DR SAMMON I am obviously going to be ruling out other causes first, but generally you’re going to see a maculopapular rash. It may be itchy. It may be burning. Patients will often describe it as just sort of having a tight sensation. I’m going to be looking at them a little bit like I look at a burn patient. What is their total body surface area that’s involved? If they’ve got less than 30% of their total body surface area involved, that’s considered a mild reaction.

For those folks, I’m not going to use systemic steroids, but I can give them some topical steroids, and I can give them some Benadryl, some diphenhydramine, and really treat them symptomatically as well as ensuring that they have early follow-up to make sure this isn’t progressing. Once we get between 30% and 50% body area, we’re talking about a moderate toxicity. If these patients are not improving rapidly with just withholding the drug, they need systemic corticosteroids.

We usually treat them at about 0.5-1 mg/kg body weight a day of prednisone equivalent. Just as with burn patients, these patients’ symptoms can become very severe. You can see signs of blistering, dermal ulceration, necrotic, bolus, hemorrhagic lesions (Figure 2, A-D).¹ These folks can have very difficult-to-manage fluid balances, and they’re at very high risk for skin infections as well. They need to be treated as inpatients. If possible, you might want to consider sending these patients to a burn unit. They need systemic corticosteroids, 1-2 mg/kg per day, and they need careful monitoring for signs of dehydration, electrolytic abnormalities, and/or skin infections. They need excellent wound care.

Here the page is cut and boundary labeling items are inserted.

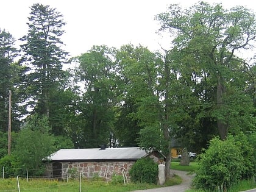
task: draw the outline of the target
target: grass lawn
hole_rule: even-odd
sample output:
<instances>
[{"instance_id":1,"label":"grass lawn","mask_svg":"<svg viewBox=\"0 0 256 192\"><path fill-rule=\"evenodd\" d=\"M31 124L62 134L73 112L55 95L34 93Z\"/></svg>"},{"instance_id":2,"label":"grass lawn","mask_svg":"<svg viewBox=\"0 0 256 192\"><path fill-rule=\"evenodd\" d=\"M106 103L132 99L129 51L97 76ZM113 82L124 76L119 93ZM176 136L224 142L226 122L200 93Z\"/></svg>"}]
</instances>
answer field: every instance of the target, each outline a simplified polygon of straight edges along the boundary
<instances>
[{"instance_id":1,"label":"grass lawn","mask_svg":"<svg viewBox=\"0 0 256 192\"><path fill-rule=\"evenodd\" d=\"M176 176L167 181L164 187L180 184L182 179ZM21 192L79 192L79 180L65 181L45 179L33 179L27 182L19 179ZM81 181L81 191L87 192L126 192L160 187L158 185L146 183L112 184L102 181ZM16 178L0 179L0 192L18 191Z\"/></svg>"},{"instance_id":2,"label":"grass lawn","mask_svg":"<svg viewBox=\"0 0 256 192\"><path fill-rule=\"evenodd\" d=\"M180 162L177 162L171 163L171 169L176 170L194 172L198 167L199 165L197 162L190 162L189 166L180 165Z\"/></svg>"}]
</instances>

DR HENRY That’s very well put and always difficult, because there are so many causes of rash. That takes me to an area that has always been difficult for me, which is therapy-related endocrine problems. It’s interesting to note that these drugs can cause endocrine problems. I’ve heard you speak about the pituitary affecting vision, as well as thyroid or adrenal issues. Let’s start with how you’d approach vision difficulty in a patient on these drugs.

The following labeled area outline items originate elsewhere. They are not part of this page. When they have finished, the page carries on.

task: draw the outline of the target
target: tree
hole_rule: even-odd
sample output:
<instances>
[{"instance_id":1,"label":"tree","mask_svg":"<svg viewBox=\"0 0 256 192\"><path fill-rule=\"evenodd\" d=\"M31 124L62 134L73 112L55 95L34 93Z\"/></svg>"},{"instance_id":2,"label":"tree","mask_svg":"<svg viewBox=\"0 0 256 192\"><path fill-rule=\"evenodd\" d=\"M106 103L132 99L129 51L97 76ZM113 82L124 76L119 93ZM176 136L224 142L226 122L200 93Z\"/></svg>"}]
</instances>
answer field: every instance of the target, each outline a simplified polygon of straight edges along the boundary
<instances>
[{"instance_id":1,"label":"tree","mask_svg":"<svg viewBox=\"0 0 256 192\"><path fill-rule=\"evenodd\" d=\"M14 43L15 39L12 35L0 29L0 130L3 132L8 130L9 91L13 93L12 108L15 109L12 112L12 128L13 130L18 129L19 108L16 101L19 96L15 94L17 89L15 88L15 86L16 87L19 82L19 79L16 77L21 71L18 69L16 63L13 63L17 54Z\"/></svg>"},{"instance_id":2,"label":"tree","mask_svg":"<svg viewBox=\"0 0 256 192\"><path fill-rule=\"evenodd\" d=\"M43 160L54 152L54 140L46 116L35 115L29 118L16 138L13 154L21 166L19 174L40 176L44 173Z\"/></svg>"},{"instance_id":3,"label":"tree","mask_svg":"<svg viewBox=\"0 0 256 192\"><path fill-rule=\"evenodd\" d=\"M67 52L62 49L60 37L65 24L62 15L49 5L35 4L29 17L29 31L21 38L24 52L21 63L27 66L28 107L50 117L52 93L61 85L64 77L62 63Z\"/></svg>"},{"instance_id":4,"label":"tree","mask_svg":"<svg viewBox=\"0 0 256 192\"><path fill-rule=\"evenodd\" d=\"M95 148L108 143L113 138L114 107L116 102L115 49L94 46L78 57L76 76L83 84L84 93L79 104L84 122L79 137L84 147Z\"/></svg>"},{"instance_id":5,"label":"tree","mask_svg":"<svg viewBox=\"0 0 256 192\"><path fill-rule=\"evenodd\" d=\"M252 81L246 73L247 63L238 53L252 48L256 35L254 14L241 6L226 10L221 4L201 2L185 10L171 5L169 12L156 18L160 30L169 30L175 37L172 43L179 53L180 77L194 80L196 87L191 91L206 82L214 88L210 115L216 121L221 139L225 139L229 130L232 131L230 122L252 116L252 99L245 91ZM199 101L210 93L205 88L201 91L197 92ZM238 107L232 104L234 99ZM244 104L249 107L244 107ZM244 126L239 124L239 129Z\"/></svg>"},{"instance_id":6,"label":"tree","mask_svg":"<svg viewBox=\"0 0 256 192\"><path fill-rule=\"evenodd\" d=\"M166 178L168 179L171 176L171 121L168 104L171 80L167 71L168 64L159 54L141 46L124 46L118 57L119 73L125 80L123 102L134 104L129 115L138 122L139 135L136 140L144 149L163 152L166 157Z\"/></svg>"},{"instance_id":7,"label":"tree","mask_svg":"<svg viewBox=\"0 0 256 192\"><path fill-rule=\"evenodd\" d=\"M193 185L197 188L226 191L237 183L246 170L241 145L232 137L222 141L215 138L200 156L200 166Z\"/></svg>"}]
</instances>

DR SAMMON The endocrinopathies that you can get with these checkpoint inhibitors really have a myriad of symptoms. Your patient may present saying that they’re feeling tired, that they’re feeling weak, or they may have a headache. If your patient is having actual pituitary enlargement, they can present with headaches, visual field defects, or cranial nerve defects. The reason for those symptoms is that the pituitary sits in the cavernous sinus, and you have various cranial nerves passing through that area as well as the optic chiasm just above the pituitary gland (Figure 3).¹ Your patient may present with a bitemporal hemianopia. Or with diplopia. You are going to want to very quickly get either a CT scan or an MRI to find out if that is what’s going on (Figure 4).¹ These folks need to be treated aggressively as well.